Sunday, March 13, 2011

Book Trailers and Teaser Concepts

Good Ideas are Only the Beginning

Marketing concepts are much more than just clever ideas. Your goal, by the end of your book teaser, is to inspire readers and motivate them to take further action, to buy your book, right now, not later. Later is too late because people not only have short attention spans, they have short-term memory, especially these days since consumers are bombarded with advertising, 360,  24/7. 
Although, that’s why advertisers repeat their ads so many times. People need to see them more than once. They need to process all the information until they understand what you’re communicating, and then they need to take action―they must react to your message. What is your message? Your message must be simple and direct. It must entertain, inform, compel, build curiosity, inspire, and motivate readers into wanting your wonderful product―your book.
Your book teaser must break through all the advertising clutter, and that doesn’t mean that you’ll need big, noisy explosions or fancy special effects. You need to trigger your reader’s emotions and reach them on an emotional level, pushing all the right buttons along the way, and believe me, there are many buying buttons you need to push.

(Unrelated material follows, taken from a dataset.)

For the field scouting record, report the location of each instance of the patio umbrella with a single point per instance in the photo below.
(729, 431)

But these buttons are not negative buttons. They are positive buttons, filled not with fear, but with hope, exciting news, and great expectations. What are you selling? A book, yes, but its contents serve a greater purpose. A meaningful statement about the world and how readers process their world through your story to enhance their lives. People don’t just collect books, they buy into the experience your book offers. It is that particular experience you must tap into, distill, and bottle up. It is that essence you must tease out and present in its most curious form, so that readers who come across your ad, your book teaser, are immediately taken by everything it has to offer. What does it offer?

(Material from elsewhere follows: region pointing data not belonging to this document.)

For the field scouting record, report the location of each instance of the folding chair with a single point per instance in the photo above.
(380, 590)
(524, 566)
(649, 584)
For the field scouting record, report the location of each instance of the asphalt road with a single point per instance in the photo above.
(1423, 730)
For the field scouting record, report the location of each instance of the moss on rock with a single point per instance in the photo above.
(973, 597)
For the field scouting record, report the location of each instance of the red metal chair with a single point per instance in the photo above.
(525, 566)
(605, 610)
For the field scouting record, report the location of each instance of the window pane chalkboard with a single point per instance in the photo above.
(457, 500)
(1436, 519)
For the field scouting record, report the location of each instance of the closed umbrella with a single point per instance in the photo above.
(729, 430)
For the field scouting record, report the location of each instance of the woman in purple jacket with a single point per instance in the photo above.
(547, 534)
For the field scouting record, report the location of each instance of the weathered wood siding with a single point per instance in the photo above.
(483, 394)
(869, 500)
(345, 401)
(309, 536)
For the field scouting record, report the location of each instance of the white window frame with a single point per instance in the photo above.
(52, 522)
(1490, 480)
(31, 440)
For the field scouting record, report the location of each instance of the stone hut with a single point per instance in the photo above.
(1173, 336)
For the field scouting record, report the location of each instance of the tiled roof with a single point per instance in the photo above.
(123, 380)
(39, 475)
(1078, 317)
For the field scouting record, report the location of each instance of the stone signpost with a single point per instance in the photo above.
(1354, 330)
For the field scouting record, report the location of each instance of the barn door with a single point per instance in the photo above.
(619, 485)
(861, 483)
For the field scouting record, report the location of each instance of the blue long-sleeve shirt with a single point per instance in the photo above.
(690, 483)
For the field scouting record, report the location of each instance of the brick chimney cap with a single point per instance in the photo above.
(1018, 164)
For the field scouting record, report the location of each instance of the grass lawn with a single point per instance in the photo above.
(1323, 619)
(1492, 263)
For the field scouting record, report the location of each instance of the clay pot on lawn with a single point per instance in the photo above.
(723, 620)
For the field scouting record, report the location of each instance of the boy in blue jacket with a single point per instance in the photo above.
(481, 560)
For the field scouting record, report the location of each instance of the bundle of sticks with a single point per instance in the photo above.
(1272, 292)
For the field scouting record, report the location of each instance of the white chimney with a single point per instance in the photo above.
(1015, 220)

Does it offer a rare insight into the mind of a serial killer? Does it offer a glimpse into the distant future, or someone’s dubious past? Does it arouse the reader’s curiosity and leave them wanting more? It should and it must, if you want your book teaser to succeed in generating sales for your book.
Speaking of serial killers, you hopefully saw and remember the movie, Silence of the Lambs. What a curious title, isn’t it? What do lambs have to do with a serial killer? On its surface, nothing, but dig deeper and you’ll find the hook to this incredible story, and how the serial killer uses that bit of information: detective Starling’s fear of slaughtered lambs on the farm where she grew up. It’s the killer’s ace in the hole to weaken her defenses.

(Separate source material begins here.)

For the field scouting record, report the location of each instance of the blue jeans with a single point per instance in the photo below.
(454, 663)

Suddenly, this story has depth and meaning to readers. It’s not just another gory movie, it is a very unusual psychological thriller. This story works on many levels and has multiple layers of meaning. There’s a lot of gold for readers to mine here. That makes it fascinating to watch and unforgettable. Your book teaser must accomplish the same thing, but it must do so in seconds. Not so easy to do.
In order for you to tease out the hook in your story, and play it out in such a way that readers feel the need to find out more, or they’ll die of curiosity, you must act quickly. You must strike like a cobra and infuse your readers, not with venom, but with desire. The magical desire button. The desire to want something so bad, they will go through the process of learning more about it, and go through all the impulsive  steps in the shopping cart purchasing process.
The good news, desire is an easy emotion to evoke. All it takes is an intriguing and urgent presentation of any universal emotion, such as love, jealousy, apprehension, happiness, etc., and the triggers are pulled. These are the buttons you need to push at every turn.  And in turn, a reader’s desire to satisfy their wants, their curiosity, propels them to keep pushing more shopping cart buttons―all the way to the most important button of all, the PLACE YOUR ORDER Button.
Search your story high and low for its crux, a hook, its meaning, and capitalize on those emotional hot buttons by pushing all of them in 60 seconds or less. 
It’s a killer combination that can’t miss.